Below is some background information:
- The study was undertaken during the period 1993 - 1996 for the purpose of measuring pain responses in male infants undergoing circumcision. It was terminated early after several infants were severely traumatized. One infant vomited, went into shock, and stopped breathing for more than 25 seconds.
- Circumcision is not required to protect a newborn's mental or physical health. The official position of the Canadian Paediatric Society since 1975 has been that circumcision of newborns is not medically justified. The Alberta Health Care Insurance Plan dropped newborn circumcision from its list of insured services in 1987.
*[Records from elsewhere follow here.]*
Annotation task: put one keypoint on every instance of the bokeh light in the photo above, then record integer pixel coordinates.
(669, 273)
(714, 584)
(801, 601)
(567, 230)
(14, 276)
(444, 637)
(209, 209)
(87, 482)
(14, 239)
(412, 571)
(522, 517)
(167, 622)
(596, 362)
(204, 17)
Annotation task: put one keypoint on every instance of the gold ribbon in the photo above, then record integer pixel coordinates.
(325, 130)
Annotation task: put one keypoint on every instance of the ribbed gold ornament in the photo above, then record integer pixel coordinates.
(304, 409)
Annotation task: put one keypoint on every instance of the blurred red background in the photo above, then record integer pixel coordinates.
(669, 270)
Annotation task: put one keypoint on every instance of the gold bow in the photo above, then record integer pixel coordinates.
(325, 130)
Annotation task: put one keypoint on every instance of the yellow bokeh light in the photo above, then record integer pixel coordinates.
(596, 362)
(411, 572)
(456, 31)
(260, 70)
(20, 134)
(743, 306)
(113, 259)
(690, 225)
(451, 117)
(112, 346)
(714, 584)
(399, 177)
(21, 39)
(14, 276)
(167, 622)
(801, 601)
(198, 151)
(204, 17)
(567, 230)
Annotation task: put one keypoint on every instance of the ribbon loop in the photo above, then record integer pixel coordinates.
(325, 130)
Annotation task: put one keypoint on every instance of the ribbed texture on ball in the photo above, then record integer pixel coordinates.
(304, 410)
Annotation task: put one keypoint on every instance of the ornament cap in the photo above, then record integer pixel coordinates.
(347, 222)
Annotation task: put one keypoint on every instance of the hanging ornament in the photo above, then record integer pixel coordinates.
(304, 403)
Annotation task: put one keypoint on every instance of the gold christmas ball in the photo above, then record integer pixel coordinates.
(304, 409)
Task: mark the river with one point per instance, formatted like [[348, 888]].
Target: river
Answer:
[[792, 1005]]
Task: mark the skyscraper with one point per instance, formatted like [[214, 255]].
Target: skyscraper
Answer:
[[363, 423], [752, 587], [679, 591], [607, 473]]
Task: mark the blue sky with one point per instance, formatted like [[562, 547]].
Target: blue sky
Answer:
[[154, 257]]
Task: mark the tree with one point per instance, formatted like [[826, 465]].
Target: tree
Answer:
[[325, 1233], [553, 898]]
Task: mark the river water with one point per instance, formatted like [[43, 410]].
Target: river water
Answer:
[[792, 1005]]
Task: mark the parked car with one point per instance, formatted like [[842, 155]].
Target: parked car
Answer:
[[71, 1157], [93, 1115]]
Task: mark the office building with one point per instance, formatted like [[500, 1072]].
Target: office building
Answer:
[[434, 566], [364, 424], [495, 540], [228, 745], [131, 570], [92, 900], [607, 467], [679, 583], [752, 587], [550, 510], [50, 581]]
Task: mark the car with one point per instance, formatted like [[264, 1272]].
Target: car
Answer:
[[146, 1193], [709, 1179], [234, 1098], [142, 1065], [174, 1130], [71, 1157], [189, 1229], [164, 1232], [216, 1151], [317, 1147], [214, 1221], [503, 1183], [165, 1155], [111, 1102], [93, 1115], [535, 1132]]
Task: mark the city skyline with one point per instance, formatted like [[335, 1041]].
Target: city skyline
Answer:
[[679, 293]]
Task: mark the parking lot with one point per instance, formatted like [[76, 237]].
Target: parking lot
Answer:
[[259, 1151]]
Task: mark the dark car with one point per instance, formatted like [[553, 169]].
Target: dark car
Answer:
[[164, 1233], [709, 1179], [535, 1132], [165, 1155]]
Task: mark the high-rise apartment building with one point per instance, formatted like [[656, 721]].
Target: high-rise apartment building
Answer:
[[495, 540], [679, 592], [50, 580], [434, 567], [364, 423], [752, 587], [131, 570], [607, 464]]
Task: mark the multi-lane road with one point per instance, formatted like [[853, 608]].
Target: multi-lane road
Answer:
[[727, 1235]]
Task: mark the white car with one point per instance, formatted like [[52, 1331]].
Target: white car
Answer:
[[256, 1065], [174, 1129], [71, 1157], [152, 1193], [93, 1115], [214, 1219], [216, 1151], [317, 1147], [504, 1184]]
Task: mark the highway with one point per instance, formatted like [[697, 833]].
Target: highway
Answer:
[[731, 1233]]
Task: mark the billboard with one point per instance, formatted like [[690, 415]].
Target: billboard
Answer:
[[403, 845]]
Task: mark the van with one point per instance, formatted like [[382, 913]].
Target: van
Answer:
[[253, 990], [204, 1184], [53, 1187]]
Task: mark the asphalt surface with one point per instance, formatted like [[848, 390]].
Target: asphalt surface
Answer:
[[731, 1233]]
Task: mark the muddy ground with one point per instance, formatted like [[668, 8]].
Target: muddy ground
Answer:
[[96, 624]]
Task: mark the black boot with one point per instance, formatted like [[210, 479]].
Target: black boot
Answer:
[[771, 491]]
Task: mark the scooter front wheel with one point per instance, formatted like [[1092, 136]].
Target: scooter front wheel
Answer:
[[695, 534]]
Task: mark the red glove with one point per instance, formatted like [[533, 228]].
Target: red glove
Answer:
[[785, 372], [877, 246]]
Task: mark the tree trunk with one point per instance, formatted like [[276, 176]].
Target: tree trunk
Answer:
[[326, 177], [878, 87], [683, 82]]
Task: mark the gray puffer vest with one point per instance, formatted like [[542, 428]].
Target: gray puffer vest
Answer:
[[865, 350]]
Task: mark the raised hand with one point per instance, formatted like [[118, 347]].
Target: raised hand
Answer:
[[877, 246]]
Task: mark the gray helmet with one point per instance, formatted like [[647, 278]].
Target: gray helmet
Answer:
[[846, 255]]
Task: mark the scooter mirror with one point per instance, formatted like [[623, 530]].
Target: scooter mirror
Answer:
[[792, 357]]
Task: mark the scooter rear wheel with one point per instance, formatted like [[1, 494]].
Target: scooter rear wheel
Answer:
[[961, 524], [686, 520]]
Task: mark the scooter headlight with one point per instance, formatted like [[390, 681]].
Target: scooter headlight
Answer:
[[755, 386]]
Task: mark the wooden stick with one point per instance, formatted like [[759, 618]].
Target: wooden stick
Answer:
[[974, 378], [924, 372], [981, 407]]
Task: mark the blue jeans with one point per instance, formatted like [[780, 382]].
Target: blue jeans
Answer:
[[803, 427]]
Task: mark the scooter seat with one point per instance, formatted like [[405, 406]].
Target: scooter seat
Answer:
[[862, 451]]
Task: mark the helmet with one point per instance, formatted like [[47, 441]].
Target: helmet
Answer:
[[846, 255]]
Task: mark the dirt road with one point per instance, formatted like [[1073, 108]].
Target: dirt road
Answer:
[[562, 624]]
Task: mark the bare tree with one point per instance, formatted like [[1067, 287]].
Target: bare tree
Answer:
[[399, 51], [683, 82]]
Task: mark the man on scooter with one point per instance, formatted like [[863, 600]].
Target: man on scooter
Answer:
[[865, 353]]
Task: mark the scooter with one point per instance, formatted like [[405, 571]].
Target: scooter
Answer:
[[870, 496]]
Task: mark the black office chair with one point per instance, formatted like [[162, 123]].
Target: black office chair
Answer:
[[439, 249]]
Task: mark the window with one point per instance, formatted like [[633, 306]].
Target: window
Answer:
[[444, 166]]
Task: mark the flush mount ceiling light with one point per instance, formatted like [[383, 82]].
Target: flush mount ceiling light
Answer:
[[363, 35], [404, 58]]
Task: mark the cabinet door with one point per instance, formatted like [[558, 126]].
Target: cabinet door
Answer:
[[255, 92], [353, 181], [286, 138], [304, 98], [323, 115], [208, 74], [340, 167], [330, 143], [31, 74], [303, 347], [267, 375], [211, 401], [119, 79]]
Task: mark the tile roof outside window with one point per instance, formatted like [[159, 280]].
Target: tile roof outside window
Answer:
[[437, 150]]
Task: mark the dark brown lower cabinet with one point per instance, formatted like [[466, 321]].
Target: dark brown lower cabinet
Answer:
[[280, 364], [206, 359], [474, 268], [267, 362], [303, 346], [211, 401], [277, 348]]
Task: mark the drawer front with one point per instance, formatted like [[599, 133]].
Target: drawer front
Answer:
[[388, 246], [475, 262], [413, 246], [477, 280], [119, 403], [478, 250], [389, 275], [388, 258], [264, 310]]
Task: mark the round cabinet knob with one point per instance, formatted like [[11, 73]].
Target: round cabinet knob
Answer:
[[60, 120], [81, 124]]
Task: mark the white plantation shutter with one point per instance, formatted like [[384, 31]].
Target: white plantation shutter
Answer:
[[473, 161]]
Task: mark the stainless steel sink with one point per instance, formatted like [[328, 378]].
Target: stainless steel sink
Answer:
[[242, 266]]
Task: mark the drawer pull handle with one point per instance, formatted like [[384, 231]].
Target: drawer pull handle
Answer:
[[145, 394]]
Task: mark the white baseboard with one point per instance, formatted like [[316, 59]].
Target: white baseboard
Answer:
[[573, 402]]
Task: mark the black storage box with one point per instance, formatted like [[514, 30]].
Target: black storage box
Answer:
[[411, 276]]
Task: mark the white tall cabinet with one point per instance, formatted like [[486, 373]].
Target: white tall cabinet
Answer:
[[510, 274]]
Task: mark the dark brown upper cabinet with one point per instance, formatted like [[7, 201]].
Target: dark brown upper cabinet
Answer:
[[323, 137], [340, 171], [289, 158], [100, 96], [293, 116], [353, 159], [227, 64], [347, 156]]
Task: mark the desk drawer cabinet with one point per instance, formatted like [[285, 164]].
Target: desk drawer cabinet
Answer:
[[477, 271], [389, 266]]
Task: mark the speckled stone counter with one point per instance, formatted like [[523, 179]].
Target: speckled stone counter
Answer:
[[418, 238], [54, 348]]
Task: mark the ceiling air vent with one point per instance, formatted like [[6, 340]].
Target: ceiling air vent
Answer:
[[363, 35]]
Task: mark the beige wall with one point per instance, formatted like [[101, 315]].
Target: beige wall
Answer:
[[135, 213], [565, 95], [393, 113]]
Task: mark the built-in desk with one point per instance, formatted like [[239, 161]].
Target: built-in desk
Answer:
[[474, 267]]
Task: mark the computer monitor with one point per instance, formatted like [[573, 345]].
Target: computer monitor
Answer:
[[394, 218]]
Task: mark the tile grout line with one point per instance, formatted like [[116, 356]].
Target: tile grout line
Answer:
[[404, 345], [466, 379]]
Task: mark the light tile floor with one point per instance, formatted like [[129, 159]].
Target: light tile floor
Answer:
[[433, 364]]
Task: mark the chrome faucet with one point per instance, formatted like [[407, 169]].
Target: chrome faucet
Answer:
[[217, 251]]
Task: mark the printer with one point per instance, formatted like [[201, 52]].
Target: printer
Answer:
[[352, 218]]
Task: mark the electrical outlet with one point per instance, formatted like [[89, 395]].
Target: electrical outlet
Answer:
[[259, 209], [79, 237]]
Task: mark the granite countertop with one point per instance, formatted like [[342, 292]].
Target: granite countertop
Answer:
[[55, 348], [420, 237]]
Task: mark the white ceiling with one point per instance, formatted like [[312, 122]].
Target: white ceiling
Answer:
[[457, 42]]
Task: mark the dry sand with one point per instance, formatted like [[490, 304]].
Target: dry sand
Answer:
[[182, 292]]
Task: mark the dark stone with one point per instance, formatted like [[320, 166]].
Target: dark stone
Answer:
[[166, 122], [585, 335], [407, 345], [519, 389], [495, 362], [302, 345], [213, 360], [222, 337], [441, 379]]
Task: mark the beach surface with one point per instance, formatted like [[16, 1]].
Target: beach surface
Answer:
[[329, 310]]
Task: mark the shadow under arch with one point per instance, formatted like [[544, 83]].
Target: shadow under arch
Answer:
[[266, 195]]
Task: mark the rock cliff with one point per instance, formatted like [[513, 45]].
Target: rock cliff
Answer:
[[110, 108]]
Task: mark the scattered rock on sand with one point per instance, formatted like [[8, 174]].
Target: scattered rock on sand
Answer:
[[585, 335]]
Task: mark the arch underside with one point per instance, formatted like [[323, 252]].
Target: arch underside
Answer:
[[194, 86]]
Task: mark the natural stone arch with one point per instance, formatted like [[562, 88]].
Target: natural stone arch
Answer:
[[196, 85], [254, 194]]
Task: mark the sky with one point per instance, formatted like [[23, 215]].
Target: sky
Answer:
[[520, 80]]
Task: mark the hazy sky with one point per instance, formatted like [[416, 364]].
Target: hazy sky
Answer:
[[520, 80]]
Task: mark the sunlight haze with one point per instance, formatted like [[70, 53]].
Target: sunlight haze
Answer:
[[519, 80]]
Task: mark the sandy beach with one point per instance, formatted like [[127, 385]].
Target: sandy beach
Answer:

- The foreskin is a normal body part having specific functions. The law of the land does not allow physicians to remove normal body parts from vulnerable people who have nothing wrong with them. Dr. Margaret Somerville, Director of the Centre for Medicine, Ethics and Law at McGill University, sums up the legal status of infant male circumcision in these terms:
Physicians who undertake infant male circumcision could be legally liable for medical malpractice (civil liability in battery or negligence), which can result in an award of damages simply for carrying out the circumcision even if it was competently performed. They could also, as explained, be charged with criminal liability for assault.2
- In a landmark 1986 decision called Re Eve,3 the Supreme Court of Canada affirmed that parents can legally consent to surgery on their child if and only if the surgery is therapeutically required. Routine infant circumcision is by definition non-therapeutic, since it is performed on healthy newborns.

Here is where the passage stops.